This is different and way beyond RX. It's not just for noise removal. I just got back from NAB this morning (took the red-eye) and one of the Sony guys demoed this to me yesterday and it was absolutely amazing. It's like a cross between RX, Melodyne, and Photoshop. It has the concept of layers like Photoshop and you can select sounds like individual notes and associated them with a layer and then turn the layer's on and off. Instead of removing the noise, you can actually select what you want to keep on one or more layers and then turn off the original layer which is just the noise that you don't want without affecting the original sounds.
You can also add VST plug-ins to the layers. So imagine extracting a guitar solo or vocal from a mix onto a layer and then applying FX to that layer which only affects the guitar or vocal in the mix!

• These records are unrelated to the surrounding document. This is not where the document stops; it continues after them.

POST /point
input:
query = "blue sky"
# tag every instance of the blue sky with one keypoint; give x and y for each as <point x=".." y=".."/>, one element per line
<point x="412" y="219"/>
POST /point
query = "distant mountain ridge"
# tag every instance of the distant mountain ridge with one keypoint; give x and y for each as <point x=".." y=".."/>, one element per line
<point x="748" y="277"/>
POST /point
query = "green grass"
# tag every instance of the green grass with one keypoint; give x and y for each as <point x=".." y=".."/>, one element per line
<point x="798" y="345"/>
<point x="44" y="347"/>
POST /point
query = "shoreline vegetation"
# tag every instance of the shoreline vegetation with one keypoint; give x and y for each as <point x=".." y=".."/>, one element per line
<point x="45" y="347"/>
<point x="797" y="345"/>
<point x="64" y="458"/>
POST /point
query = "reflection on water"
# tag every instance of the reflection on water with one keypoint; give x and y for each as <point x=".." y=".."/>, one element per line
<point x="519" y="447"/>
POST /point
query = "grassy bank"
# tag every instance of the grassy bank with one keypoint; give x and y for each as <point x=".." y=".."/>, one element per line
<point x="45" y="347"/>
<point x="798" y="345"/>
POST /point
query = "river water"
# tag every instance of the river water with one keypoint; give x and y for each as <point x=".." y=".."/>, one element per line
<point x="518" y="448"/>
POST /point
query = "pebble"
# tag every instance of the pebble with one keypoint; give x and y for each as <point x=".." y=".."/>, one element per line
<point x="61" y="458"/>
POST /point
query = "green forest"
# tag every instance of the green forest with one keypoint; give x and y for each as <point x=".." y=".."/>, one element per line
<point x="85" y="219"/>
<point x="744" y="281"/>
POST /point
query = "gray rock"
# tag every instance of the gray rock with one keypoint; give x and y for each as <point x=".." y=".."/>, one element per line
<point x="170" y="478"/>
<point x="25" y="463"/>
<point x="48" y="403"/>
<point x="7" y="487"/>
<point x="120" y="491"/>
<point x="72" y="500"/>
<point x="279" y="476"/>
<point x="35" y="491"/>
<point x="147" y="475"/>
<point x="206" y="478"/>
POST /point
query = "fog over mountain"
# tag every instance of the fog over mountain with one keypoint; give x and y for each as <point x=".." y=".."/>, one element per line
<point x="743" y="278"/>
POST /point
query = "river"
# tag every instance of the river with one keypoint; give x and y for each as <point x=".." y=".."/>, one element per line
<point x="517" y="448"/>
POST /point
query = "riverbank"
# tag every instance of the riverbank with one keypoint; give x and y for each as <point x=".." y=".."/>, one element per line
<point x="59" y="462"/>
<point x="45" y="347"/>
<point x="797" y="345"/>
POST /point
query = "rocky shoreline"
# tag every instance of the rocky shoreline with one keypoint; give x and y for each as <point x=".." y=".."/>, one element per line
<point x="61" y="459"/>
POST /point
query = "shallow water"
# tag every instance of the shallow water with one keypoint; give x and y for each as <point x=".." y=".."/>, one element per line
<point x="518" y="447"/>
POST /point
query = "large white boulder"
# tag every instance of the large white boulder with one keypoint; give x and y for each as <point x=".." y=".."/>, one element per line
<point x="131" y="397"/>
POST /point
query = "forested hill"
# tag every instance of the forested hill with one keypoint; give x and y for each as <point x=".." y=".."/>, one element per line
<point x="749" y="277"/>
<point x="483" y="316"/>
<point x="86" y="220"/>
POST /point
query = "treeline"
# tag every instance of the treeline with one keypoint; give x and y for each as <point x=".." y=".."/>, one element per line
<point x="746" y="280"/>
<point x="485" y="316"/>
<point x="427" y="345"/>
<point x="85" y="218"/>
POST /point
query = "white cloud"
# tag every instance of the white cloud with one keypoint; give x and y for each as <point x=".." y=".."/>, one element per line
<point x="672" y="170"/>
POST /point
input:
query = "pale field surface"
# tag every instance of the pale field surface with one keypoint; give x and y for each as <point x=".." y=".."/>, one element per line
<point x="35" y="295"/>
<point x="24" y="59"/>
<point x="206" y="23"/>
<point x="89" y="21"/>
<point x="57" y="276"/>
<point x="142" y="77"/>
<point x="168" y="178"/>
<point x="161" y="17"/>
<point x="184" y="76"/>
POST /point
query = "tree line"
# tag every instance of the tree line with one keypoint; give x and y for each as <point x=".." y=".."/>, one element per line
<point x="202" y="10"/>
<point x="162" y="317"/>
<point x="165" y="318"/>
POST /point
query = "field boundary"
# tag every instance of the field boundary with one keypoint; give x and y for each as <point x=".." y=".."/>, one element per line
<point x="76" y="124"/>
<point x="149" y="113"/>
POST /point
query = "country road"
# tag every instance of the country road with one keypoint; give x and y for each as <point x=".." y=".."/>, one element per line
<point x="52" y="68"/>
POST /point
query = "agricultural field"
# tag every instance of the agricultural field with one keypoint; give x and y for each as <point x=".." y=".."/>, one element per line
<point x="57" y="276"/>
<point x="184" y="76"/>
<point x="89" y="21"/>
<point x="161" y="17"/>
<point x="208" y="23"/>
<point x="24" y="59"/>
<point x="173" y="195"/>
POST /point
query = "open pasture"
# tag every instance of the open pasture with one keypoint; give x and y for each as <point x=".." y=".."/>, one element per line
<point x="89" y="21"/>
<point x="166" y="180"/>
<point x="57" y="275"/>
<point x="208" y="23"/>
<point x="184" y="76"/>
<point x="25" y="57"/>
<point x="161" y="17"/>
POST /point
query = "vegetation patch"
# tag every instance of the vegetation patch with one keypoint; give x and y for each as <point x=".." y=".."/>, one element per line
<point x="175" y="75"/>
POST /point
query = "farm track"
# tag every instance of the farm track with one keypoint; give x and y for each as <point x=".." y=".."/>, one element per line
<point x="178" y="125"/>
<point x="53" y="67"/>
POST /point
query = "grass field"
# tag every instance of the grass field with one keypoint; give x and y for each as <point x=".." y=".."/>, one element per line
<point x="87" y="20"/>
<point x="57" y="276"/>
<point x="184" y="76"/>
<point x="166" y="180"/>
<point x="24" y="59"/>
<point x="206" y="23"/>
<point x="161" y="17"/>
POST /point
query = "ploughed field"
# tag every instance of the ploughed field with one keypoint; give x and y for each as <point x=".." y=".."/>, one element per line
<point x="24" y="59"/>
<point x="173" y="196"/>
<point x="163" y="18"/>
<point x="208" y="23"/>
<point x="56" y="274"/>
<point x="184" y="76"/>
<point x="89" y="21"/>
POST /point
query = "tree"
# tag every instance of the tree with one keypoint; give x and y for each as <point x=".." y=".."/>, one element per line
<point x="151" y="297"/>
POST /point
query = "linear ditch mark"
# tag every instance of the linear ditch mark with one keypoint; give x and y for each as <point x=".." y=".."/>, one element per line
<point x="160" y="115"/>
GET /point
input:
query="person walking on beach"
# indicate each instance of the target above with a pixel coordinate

It's mind boggling.
If you go to the developer's site, www.divideframe.com, you can get much more information. On their Spectral Layers comparison chart you can see the features for their various configurations, but no price. However, if you do a web search for "spectral layer price" on Yahoo and use the link to the cached page, you can see that the Pro edition is listed at $695 while the Enterprise edition is $2199.
I remember reading some technical papers years ago on "scene" detection in audio, in which sources of sound are identified and separated, based on scene analysis concepts in the visual world. I wonder if it is something like that. Different sound sources usually have overlapping spectral components, so simple spectral analysis won't do much.